Last month marks 50 years since the Clean Water Act was enacted and at the Chesapeake Bay Foundation we're using the landmark law to urge leaders in the watershed to finish the Bay cleanup.
We've seen some of the recent hyperbole—that Bay restoration is at its lowest point, that leaders are congratulating themselves at the same time the cleanup seems to be imploding.
While the situation isn't that bad, we share the frustration with others who are affected by stagnating progress on the cleanup.
We're dismayed that each major state in the watershed has failed to address agricultural and stormwater pollution. We've urged the states to invest in natural solutions in cities and towns—street trees, rain gardens, green roofs, and landscaping—to slow stormwater runoff down and filter out pollutants. On farms, we're encouraging farmers to plant cover crops over the winter, use rotational grazing, and fence livestock out of fields. In some states, progress has been made on these fronts, but not fast enough.
With the 2025 cleanup deadline looming, watershed states still need to reduce nitrogen pollution by about 40 million pounds per year, after only achieving 30 million pounds of nitrogen reductions from 2009 to 2021.
In response to the lagging progress, the foundation took action. We sued the Environmental Protection Agency in September 2020 to require Pennsylvania to develop, fund, and implement a plan that will meet the state's pollution reduction obligations. Pennsylvania still needs to reduce nitrogen pollution by about 30 million pounds per year—by far the largest amount of any watershed jurisdiction.

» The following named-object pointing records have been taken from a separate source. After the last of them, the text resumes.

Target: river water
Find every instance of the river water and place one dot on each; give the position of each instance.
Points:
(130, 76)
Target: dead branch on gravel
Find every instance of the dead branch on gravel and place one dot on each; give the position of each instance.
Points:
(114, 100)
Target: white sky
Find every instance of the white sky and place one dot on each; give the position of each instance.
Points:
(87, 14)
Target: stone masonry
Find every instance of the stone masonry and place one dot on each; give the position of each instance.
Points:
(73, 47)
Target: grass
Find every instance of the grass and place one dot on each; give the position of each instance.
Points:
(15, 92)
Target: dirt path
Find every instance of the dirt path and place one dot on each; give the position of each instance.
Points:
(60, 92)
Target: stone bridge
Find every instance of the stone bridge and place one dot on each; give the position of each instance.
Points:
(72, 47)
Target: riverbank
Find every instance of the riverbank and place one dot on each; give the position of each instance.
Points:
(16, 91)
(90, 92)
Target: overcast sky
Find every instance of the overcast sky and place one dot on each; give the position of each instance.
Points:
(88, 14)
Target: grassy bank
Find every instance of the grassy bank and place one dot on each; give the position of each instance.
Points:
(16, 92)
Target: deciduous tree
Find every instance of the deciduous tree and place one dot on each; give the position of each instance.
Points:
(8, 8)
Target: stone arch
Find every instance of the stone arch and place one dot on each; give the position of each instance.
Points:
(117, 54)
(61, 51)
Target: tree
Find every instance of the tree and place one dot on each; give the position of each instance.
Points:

After state governors gathered recently for the annual Chesapeake Executive Council meeting, where the partnership's cleanup failures were glossed over, we urged the leaders to recommit to meeting the restoration goals and re-evaluate their progress so far.
In Pennsylvania, we helped to put in place the state's first major agricultural assistance program this year that will direct $154 million for agricultural conservation improvements to reduce runoff and build healthy soils.
In Maryland, a new law we advocated for will strengthen Maryland Department of the Environment's enforcement program to ensure factories and other facilities that are permitted to pollute are complying with permit limits. Together, as a member of the Chesapeake Accountability Project, we've urged Maryland leaders to reverse the state's long-term decline in environmental enforcement activities to bolster cleanup efforts.
These types of long-term policy changes will have benefits down the road. But we've also been working locally on issues that have immediate impacts. In just the past three months, CBF secured a landmark court ruling that allows citizens and other organizations to more easily challenge construction projects that may violate Maryland's Forest Conservation Act. By partnering with community residents, we halted tree clearing at a construction site in Abingdon where a developer is trying to clear more than 300 acres of established forest—the largest proposed forest clearing happening in the state. And on the Eastern Shore, we worked closely with ShoreRivers and concerned scientists to successfully advocate against a Norwegian company's plan to dump 2.3 million gallons of wastewater per day into a bay tributary for a proposed salmon production factory.
While we have been frustrated by a lack of accountability at the overall watershed level, we've participated in successful partnerships with environmental organizations and community advocates to make progress toward a restored bay.
Before the Clean Water Act was in place in 1972, litter, chemical pollution, and sediment-choked streams rendered many of our local waterways dangerous. Today, the pollution isn't as visible and our waterways are healthier, but increasing development, rapid population growth, and climate change are adding new pollution sources to the bay. As we and others who fight for clean water rise to address these challenges, we urge federal and watershed jurisdiction leaders to honor their legal and moral obligations to reduce pollution to the bay.